Je me sentais entièrement dépouillé de moi-même, ne m’appartenant plus, et je crus un instant qu’allait s’ouvrir enfin en moi l’intuition, le plus haut satori, aussi essayai-je de prolonger cet état le plus possible pour voir ce qui allait se passer.
Au fond, je suis incapable de le décrire, mais je le sens parfaitement : je flottais dans le cosmos, je n’étais plus attaché à rien et cependant je sentais admirablement que l’univers formait un tout dont j’étais à la fois solitaire et indépendant. Surtout je me sentais incroyablement libre, je ne subissais plus aucune des séductions habituelles de la pensée ou du corps (de maya).

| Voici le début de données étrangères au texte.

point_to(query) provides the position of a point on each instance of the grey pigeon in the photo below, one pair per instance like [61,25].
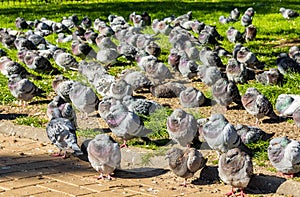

C’était merveilleux ! Toutefois je savais, durant que j’étais le sujet de cette expérience, que cet état n’était pas complet — que quelque chose de plus aurait dû venir (se produire).
(p.71) 26-8-56
Il n’y a guère de doute que ce sont les états poétiques de complète disponibilité qui, par les puissants effets qu’ils produisent en nous, nous permettent d’accéder naturellement à une vie supérieure illuminée. Rien ne ressemble moins à ce que l’on entend habituellement par mystique (ou alors il faut enfin la définir).
Habituellement les états poétiques nous retiennent par leur séduction particulière ou séparée, par ce qui résulte ou se dégage de l’espèce de tension qui les a provoqués. Nous demeurons « accrochés » à la jouissance qu’ils provoquent en nous, même lorsqu’elle est triste ou amère. En général, plus nous nous complaisons dans cette jouissance, plus nous nous éloignons de l’illumination ou de l’éveil auquel la poésie peut donner lieu. Certes, cette complaisance est très favorable à l’écriture, car c’est en général dans la passivité jouisseuse que s’élèvent, en nous, les mots qui formeront le poème. Mais nous nous éloignons cependant de la pure expérience poétique qui n’a pas d’objet, car ce sont les choses telles qu’elles sont.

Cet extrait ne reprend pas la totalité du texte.